Consistent multi-animal pose estimation in cattle using dynamic Kalman filter based tracking
Maarten Perneel, Ines Adriaens, Ben Aernouts, Jan Verwaeren
TL;DR
This work addresses the challenge of studying social and individual cattle behaviours by integrating pose estimation with online tracking to produce temporally coherent multi-animal skeleton data. It introduces KeySORT, an adaptive Kalman-filter-based tracker that operates directly on skeletal keypoints, enabling bounding-box–free tracking and improved temporal stability of keypoint coordinates. The authors show that up to 80% of ground-truth keypoints can be detected with high accuracy and that KeySORT substantially reduces frame-to-frame keypoint jitter, maintaining robustness under daylight and night-vision conditions.

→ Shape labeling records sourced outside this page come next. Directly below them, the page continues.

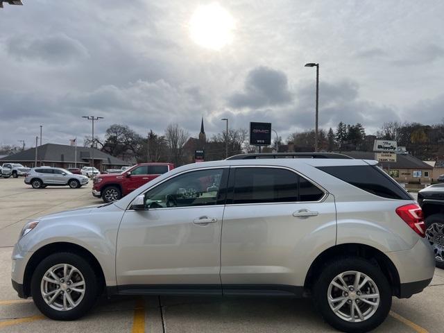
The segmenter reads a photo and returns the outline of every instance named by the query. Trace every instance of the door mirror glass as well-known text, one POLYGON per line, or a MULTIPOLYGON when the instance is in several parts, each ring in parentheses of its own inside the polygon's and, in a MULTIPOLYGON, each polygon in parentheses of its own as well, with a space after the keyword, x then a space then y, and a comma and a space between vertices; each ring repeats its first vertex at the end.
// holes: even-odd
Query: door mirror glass
POLYGON ((145 195, 140 194, 136 196, 131 204, 131 210, 147 210, 148 207, 145 207, 145 195))

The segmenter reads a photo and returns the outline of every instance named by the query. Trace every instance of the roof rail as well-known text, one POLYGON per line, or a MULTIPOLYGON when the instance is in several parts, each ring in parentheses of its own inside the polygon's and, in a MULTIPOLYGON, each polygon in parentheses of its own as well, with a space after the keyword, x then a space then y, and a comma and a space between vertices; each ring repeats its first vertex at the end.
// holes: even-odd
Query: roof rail
POLYGON ((259 154, 239 154, 225 160, 257 160, 262 158, 338 158, 353 160, 337 153, 264 153, 259 154))

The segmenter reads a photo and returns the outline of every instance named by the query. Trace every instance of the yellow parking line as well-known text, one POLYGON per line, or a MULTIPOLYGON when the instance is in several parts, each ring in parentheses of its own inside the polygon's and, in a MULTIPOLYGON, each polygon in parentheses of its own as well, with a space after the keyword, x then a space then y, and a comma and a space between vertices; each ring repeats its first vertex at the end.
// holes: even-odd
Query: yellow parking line
POLYGON ((0 321, 0 328, 11 326, 12 325, 22 324, 23 323, 29 323, 31 321, 40 321, 44 319, 44 316, 33 316, 31 317, 18 318, 17 319, 11 319, 10 321, 0 321))
POLYGON ((139 298, 134 309, 132 333, 145 332, 145 304, 144 298, 139 298))
POLYGON ((0 300, 0 305, 10 305, 17 303, 31 303, 33 300, 0 300))
POLYGON ((394 318, 400 321, 401 323, 412 328, 418 333, 429 333, 429 331, 427 331, 425 328, 422 328, 419 325, 412 323, 409 319, 404 318, 402 316, 401 316, 400 314, 398 314, 396 312, 393 312, 393 311, 391 311, 390 315, 394 318))

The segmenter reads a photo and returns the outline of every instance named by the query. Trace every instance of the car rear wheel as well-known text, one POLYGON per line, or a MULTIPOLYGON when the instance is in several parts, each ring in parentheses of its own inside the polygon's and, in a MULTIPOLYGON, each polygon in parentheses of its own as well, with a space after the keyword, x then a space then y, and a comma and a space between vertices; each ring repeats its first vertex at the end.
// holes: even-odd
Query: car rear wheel
POLYGON ((391 307, 391 289, 381 269, 358 257, 340 258, 326 265, 314 293, 325 321, 343 332, 376 328, 391 307))
POLYGON ((40 189, 43 187, 43 182, 40 179, 33 179, 31 182, 33 189, 40 189))
POLYGON ((425 237, 434 253, 436 267, 444 269, 444 214, 427 216, 425 225, 425 237))
POLYGON ((69 181, 68 182, 68 185, 71 189, 77 189, 78 187, 80 187, 80 183, 76 179, 69 180, 69 181))
POLYGON ((37 266, 31 280, 34 303, 47 317, 77 319, 94 305, 100 290, 88 262, 69 253, 55 253, 37 266))
POLYGON ((117 186, 109 186, 103 190, 102 194, 102 199, 105 203, 115 201, 122 197, 122 193, 120 189, 117 186))

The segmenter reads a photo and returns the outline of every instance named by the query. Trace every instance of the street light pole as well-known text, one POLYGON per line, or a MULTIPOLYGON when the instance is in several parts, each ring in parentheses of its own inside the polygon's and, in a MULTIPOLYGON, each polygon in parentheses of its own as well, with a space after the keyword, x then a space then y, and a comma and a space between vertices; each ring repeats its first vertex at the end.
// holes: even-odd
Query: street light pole
POLYGON ((226 121, 226 131, 225 133, 225 158, 228 158, 228 119, 222 118, 221 120, 226 121))
POLYGON ((82 118, 92 121, 92 149, 91 150, 91 163, 92 164, 91 178, 92 179, 94 177, 94 120, 103 119, 103 117, 94 116, 83 116, 82 118))
POLYGON ((306 67, 316 67, 316 110, 315 117, 314 128, 314 151, 318 151, 318 108, 319 108, 319 64, 309 62, 305 64, 306 67))

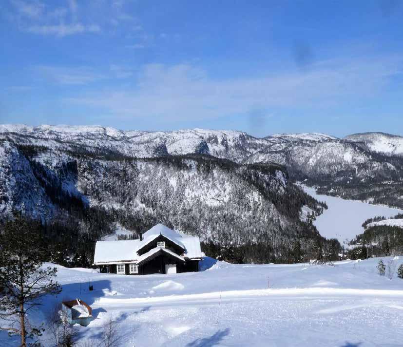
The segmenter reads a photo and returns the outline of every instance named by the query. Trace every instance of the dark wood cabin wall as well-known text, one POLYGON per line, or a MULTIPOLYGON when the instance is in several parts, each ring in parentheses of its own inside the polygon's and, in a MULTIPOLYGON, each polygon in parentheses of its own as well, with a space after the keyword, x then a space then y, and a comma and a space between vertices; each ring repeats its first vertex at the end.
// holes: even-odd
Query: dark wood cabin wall
POLYGON ((140 266, 139 272, 141 274, 148 275, 152 273, 165 273, 165 265, 167 264, 175 264, 176 268, 183 262, 174 257, 163 253, 147 263, 140 266))
POLYGON ((176 253, 177 254, 180 255, 183 253, 184 250, 181 247, 178 246, 176 244, 173 242, 171 241, 171 240, 167 239, 163 235, 160 235, 156 239, 153 240, 152 242, 151 242, 148 245, 144 246, 144 247, 143 247, 141 250, 137 252, 137 254, 139 255, 141 255, 141 254, 144 254, 145 253, 147 253, 149 251, 150 251, 153 248, 155 248, 157 247, 157 242, 163 241, 165 242, 165 248, 172 251, 173 252, 176 253))
POLYGON ((199 271, 198 260, 187 260, 185 264, 176 266, 177 272, 196 272, 199 271))

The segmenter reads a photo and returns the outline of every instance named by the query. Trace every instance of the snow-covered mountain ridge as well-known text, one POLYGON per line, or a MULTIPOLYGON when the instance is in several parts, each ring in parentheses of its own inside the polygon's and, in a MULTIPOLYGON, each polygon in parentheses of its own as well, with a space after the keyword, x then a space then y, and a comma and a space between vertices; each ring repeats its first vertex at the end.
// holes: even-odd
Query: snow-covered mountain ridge
MULTIPOLYGON (((145 132, 100 126, 3 125, 1 138, 48 153, 97 153, 121 158, 199 154, 239 163, 275 163, 285 167, 292 180, 306 180, 308 185, 320 186, 322 193, 343 196, 348 191, 351 198, 403 206, 403 155, 399 155, 403 137, 383 133, 343 139, 318 133, 259 138, 239 131, 200 129, 145 132), (380 192, 384 193, 380 196, 380 192)), ((42 155, 45 161, 47 155, 42 155)))
POLYGON ((136 158, 59 137, 33 142, 19 134, 5 138, 0 140, 3 217, 17 210, 49 225, 64 223, 64 231, 91 230, 86 242, 105 236, 116 222, 134 232, 163 223, 206 242, 264 245, 261 254, 251 249, 243 255, 260 262, 285 261, 290 245, 300 240, 299 251, 310 254, 320 238, 307 221, 309 216, 302 221, 300 212, 307 207, 317 215, 323 206, 290 182, 279 165, 200 154, 136 158), (96 230, 86 221, 93 218, 89 213, 97 222, 102 219, 96 230))

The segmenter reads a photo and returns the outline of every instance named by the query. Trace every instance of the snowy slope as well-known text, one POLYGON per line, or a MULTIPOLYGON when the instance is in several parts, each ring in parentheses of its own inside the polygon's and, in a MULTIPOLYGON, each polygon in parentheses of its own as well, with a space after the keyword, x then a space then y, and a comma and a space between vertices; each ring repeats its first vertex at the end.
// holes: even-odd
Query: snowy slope
POLYGON ((367 228, 375 227, 378 225, 387 225, 389 227, 399 227, 403 228, 403 219, 390 219, 380 220, 378 222, 373 222, 367 225, 367 228))
POLYGON ((317 217, 314 222, 321 235, 328 238, 337 238, 342 244, 346 240, 351 240, 357 234, 364 232, 362 224, 366 219, 377 215, 395 215, 402 212, 397 209, 319 195, 316 193, 314 188, 302 187, 318 201, 325 201, 327 205, 328 209, 317 217))
POLYGON ((384 133, 365 133, 349 135, 349 141, 361 143, 370 151, 387 154, 403 155, 403 137, 384 133))
MULTIPOLYGON (((122 338, 118 347, 397 347, 403 280, 379 277, 379 260, 334 267, 218 262, 202 272, 138 276, 59 266, 59 299, 78 296, 93 309, 94 320, 77 327, 80 343, 97 340, 112 316, 122 338)), ((41 323, 54 301, 44 298, 33 322, 41 323)), ((45 331, 41 340, 49 337, 45 331)), ((0 345, 17 340, 2 332, 0 345)))

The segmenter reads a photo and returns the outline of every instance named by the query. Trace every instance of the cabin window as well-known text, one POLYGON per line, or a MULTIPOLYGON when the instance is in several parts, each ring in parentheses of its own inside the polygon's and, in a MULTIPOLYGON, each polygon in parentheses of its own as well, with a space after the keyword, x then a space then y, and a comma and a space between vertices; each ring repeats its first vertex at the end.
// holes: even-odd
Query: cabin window
POLYGON ((137 268, 136 264, 130 264, 130 273, 137 273, 138 270, 137 268))
POLYGON ((118 264, 116 267, 117 272, 119 274, 124 274, 125 273, 125 265, 124 264, 118 264))

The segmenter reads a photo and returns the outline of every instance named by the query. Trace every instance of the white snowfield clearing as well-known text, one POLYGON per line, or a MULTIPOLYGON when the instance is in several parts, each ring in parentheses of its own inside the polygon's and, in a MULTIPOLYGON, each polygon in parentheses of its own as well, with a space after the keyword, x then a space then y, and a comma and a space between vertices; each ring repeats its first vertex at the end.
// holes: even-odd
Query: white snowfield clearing
POLYGON ((320 195, 314 188, 304 185, 301 187, 318 201, 327 205, 328 209, 313 222, 319 233, 326 238, 337 238, 342 245, 364 232, 362 225, 366 219, 376 216, 388 217, 403 212, 399 209, 320 195))
MULTIPOLYGON (((396 258, 397 269, 403 257, 396 258)), ((208 258, 204 271, 137 276, 58 267, 59 298, 79 297, 93 308, 95 319, 77 327, 81 342, 98 338, 112 316, 122 347, 402 346, 403 279, 380 277, 379 260, 332 267, 212 265, 208 258)), ((55 300, 44 299, 33 323, 55 300)), ((43 340, 49 337, 45 331, 43 340)), ((16 342, 0 333, 0 346, 16 342)))

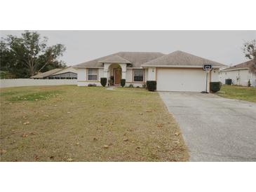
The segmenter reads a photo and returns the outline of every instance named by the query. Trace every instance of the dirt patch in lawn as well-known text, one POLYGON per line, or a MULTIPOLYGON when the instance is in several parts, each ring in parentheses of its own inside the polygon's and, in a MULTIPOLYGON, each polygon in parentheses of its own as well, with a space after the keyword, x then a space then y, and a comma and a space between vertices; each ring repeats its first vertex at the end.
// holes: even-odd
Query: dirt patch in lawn
POLYGON ((256 88, 223 85, 218 95, 256 103, 256 88))
POLYGON ((1 94, 1 161, 188 160, 178 125, 157 92, 67 85, 1 94), (46 92, 54 96, 11 100, 46 92))

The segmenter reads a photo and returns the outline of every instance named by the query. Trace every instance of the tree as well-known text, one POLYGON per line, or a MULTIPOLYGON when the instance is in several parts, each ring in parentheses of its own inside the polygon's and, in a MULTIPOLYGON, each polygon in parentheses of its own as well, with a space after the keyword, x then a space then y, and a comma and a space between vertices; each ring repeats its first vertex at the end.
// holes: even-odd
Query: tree
POLYGON ((256 74, 256 40, 246 42, 243 46, 243 53, 245 57, 252 61, 252 65, 250 70, 256 74))
POLYGON ((62 44, 47 46, 48 39, 37 32, 25 31, 21 37, 9 35, 1 41, 1 70, 16 78, 27 78, 40 71, 65 66, 59 61, 66 48, 62 44))

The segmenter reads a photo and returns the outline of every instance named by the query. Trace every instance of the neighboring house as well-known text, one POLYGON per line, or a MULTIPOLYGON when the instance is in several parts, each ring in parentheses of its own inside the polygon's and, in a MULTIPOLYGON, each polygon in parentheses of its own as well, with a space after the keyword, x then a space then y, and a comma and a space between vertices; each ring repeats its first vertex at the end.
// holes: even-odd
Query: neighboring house
POLYGON ((182 51, 168 55, 161 53, 119 52, 74 66, 77 69, 78 85, 95 83, 100 85, 100 78, 113 79, 119 85, 121 78, 126 85, 142 86, 147 81, 156 81, 157 90, 206 90, 206 72, 203 64, 212 64, 208 76, 208 91, 210 81, 219 81, 219 69, 225 65, 182 51))
POLYGON ((48 79, 76 79, 76 69, 69 67, 64 69, 54 69, 44 73, 39 73, 32 76, 32 78, 48 78, 48 79))
POLYGON ((256 87, 256 74, 250 70, 253 64, 250 60, 224 69, 220 71, 220 81, 224 84, 225 80, 230 78, 234 85, 248 86, 250 80, 251 85, 256 87))

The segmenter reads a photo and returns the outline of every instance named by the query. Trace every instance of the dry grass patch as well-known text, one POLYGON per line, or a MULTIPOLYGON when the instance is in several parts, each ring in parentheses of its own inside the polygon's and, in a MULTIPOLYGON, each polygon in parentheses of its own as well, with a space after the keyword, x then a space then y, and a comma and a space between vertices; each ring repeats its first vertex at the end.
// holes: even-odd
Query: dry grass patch
POLYGON ((1 90, 0 153, 1 161, 188 159, 157 92, 72 85, 1 90))
POLYGON ((218 95, 248 102, 256 102, 256 88, 223 85, 218 95))

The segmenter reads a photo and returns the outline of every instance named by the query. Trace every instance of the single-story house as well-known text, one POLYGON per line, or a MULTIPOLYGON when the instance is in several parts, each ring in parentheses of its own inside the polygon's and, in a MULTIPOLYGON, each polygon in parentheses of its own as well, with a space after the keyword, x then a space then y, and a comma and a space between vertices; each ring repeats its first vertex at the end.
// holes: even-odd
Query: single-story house
POLYGON ((39 73, 32 76, 32 78, 48 78, 48 79, 76 79, 76 69, 69 67, 63 69, 54 69, 44 73, 39 73))
POLYGON ((219 69, 225 65, 182 51, 168 55, 161 53, 119 52, 73 66, 77 69, 77 84, 100 85, 100 78, 119 85, 126 79, 126 85, 142 87, 147 81, 156 81, 160 91, 201 92, 209 83, 219 81, 219 69), (204 64, 213 69, 206 75, 204 64))
POLYGON ((256 87, 256 72, 251 70, 253 65, 255 67, 255 62, 250 60, 220 70, 220 81, 224 84, 226 79, 231 79, 234 85, 248 86, 250 80, 251 85, 256 87))

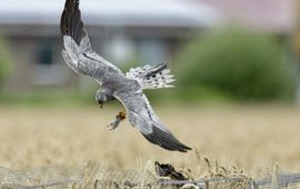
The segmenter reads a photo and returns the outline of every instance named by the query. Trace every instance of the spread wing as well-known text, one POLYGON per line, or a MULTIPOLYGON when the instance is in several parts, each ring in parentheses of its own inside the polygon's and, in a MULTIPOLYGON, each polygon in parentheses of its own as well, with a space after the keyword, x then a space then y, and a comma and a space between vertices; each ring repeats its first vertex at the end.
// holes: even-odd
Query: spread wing
POLYGON ((141 89, 138 92, 116 92, 114 97, 126 107, 130 123, 137 127, 148 141, 167 150, 191 150, 160 122, 141 89))
POLYGON ((79 0, 66 0, 60 31, 64 47, 62 57, 76 72, 97 79, 100 83, 111 78, 124 77, 119 68, 92 50, 88 32, 81 20, 79 0))

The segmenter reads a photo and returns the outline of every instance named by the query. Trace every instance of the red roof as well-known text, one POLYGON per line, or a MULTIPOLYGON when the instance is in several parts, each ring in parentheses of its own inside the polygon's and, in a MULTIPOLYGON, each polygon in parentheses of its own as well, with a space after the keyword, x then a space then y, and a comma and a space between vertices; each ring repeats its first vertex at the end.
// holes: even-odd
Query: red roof
POLYGON ((220 11, 226 20, 253 29, 289 32, 296 22, 297 0, 196 0, 220 11))

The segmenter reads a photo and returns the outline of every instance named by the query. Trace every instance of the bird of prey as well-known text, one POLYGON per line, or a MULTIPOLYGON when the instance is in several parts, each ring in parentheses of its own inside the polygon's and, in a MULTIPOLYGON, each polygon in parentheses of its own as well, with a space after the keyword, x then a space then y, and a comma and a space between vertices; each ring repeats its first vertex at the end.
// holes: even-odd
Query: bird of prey
POLYGON ((114 130, 128 115, 130 123, 140 130, 143 137, 167 150, 187 152, 191 150, 180 142, 164 127, 152 110, 143 89, 172 87, 174 81, 164 63, 156 67, 144 66, 130 69, 126 74, 97 54, 90 44, 88 32, 81 20, 79 0, 66 0, 60 22, 63 38, 62 57, 66 63, 77 73, 89 76, 97 80, 100 89, 96 101, 101 106, 113 99, 119 100, 124 110, 110 123, 114 130))

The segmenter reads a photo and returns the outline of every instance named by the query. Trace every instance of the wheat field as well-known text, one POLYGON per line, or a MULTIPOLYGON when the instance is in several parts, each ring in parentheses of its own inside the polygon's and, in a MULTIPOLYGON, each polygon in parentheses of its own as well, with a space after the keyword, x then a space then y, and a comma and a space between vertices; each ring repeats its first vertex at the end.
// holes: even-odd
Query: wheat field
MULTIPOLYGON (((161 121, 201 157, 259 176, 277 162, 300 171, 300 109, 286 106, 154 106, 161 121)), ((10 169, 101 162, 134 169, 148 160, 196 169, 194 151, 149 143, 128 121, 106 127, 120 107, 0 108, 0 166, 10 169)), ((202 165, 203 167, 206 165, 202 165)), ((203 168, 204 169, 204 168, 203 168)))

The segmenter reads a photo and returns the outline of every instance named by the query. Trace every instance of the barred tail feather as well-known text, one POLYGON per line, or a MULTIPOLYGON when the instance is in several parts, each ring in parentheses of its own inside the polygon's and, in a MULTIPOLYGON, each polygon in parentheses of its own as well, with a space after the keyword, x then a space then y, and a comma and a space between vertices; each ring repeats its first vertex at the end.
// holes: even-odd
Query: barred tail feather
POLYGON ((142 68, 132 68, 127 73, 127 77, 138 80, 143 89, 172 88, 173 86, 170 83, 176 81, 166 63, 156 67, 147 64, 142 68))

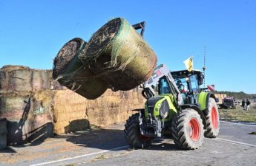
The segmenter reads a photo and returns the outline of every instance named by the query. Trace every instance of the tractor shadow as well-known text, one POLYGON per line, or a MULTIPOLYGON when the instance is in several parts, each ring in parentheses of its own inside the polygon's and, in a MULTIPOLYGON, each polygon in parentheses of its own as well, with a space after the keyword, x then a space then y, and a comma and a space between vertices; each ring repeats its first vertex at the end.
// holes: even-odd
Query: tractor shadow
MULTIPOLYGON (((100 150, 110 150, 119 147, 125 147, 121 150, 131 151, 125 141, 124 136, 124 131, 119 128, 96 128, 84 130, 81 131, 75 131, 73 133, 55 136, 54 138, 65 139, 67 142, 72 142, 80 147, 96 148, 100 150)), ((171 138, 163 137, 161 139, 157 138, 154 140, 151 146, 145 148, 145 150, 152 151, 179 151, 177 146, 173 142, 171 138)), ((119 151, 119 150, 113 150, 119 151)))

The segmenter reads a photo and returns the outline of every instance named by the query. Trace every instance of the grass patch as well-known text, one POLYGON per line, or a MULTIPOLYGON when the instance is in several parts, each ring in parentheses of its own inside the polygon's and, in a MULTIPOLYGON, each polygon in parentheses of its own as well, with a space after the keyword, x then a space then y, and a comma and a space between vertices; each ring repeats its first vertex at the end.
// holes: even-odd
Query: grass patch
POLYGON ((244 111, 242 107, 236 109, 219 109, 220 120, 237 120, 241 122, 256 122, 256 108, 244 111))

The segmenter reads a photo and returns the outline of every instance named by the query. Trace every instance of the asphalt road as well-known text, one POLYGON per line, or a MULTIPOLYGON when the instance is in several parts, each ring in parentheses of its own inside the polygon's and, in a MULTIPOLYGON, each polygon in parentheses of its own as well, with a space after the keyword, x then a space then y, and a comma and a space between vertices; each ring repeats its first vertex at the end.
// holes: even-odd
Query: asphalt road
POLYGON ((256 165, 256 125, 221 121, 219 137, 205 139, 194 151, 171 139, 147 149, 129 150, 123 124, 56 136, 40 144, 0 151, 0 165, 256 165))

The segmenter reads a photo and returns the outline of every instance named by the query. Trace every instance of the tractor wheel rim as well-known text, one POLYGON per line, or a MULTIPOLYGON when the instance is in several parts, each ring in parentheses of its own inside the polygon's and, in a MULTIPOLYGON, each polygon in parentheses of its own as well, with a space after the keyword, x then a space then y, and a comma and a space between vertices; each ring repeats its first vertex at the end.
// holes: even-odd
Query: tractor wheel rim
POLYGON ((200 131, 199 122, 195 118, 192 118, 189 121, 188 134, 193 141, 198 141, 200 136, 200 131))
POLYGON ((140 134, 139 136, 140 136, 140 140, 142 140, 142 142, 148 141, 150 139, 149 136, 143 136, 141 134, 140 134))
POLYGON ((211 122, 213 128, 216 130, 218 128, 218 119, 215 107, 211 107, 211 122))

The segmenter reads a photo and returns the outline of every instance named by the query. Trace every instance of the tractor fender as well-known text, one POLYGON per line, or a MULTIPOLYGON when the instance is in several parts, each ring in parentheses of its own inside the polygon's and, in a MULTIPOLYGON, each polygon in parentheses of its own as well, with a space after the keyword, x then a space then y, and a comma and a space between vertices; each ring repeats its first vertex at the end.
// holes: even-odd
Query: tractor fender
POLYGON ((198 100, 200 106, 201 106, 201 110, 203 111, 208 109, 209 100, 210 97, 216 100, 215 95, 211 92, 201 91, 199 94, 197 100, 198 100))
POLYGON ((193 105, 193 104, 185 104, 185 105, 182 105, 182 106, 179 106, 182 109, 192 108, 192 109, 195 110, 200 114, 200 116, 203 120, 203 129, 206 130, 207 124, 206 124, 206 117, 203 114, 202 110, 200 108, 199 106, 197 106, 197 105, 193 105))

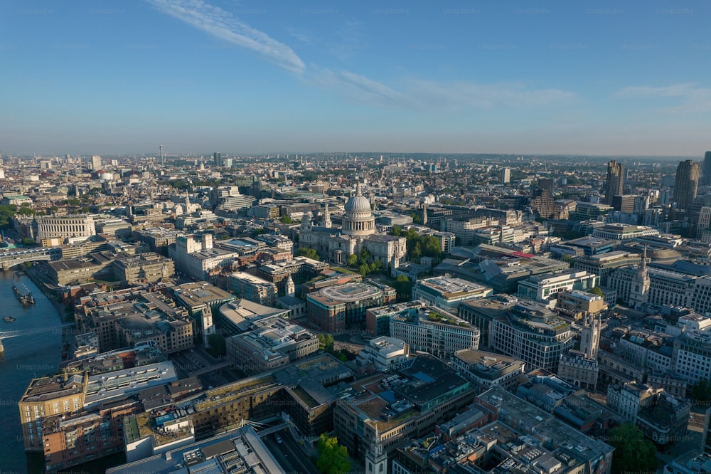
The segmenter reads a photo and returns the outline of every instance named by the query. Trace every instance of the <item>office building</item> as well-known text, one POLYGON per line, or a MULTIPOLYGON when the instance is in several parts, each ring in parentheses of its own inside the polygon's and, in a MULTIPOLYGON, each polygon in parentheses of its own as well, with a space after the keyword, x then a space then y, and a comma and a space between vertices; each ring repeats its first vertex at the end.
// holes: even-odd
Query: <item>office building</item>
POLYGON ((552 306, 560 291, 587 291, 599 286, 600 277, 584 270, 569 270, 529 277, 518 283, 518 297, 552 306))
POLYGON ((674 201, 676 209, 688 211, 696 199, 699 184, 699 164, 690 160, 680 162, 674 179, 674 201))
POLYGON ((706 152, 703 164, 701 165, 701 186, 711 186, 711 152, 706 152))
POLYGON ((356 358, 356 363, 380 372, 387 372, 406 362, 410 357, 410 346, 395 337, 380 336, 370 339, 356 358))
POLYGON ((557 372, 560 354, 572 348, 570 325, 545 305, 520 301, 491 322, 491 347, 517 357, 531 369, 557 372))
POLYGON ((607 163, 607 181, 605 184, 605 204, 612 205, 614 196, 622 194, 624 165, 615 161, 607 163))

The approach is designed to generalize beyond cattle to other species and supports automated behavioural monitoring and data reuse for broader research questions.
Abstract
Over the past decade, studying animal behaviour with the help of computer vision has become more popular. Replacing human observers by computer vision lowers the cost of data collection and therefore allows to collect more extensive datasets. However, the majority of available computer vision algorithms to study animal behaviour is highly tailored towards a single research objective, limiting possibilities for data reuse. In this perspective, pose-estimation in combination with animal tracking offers opportunities to yield a higher level representation capturing both the spatial and temporal component of animal behaviour. Such a higher level representation allows to answer a wide variety of research questions simultaneously, without the need to develop repeatedly tailored computer vision algorithms. In this paper, we therefore first cope with several weaknesses of current pose-estimation algorithms and thereafter introduce KeySORT (Keypoint Simple and Online Realtime Tracking). KeySORT deploys an adaptive Kalman filter to construct tracklets in a bounding-box free manner, significantly improving the temporal consistency of detected keypoints. In this paper, we focus on pose estimation in cattle, but our methodology can easily be generalised to any other animal species. Our test results indicate our algorithm is able to detect up to 80% of the ground truth keypoints with high accuracy, with only a limited drop in performance when daylight recordings are compared to nightvision recordings. Moreover, by using KeySORT to construct skeletons, the temporal consistency of generated keypoint coordinates was largely improved, offering opportunities with regard to automated behaviour monitoring of animals.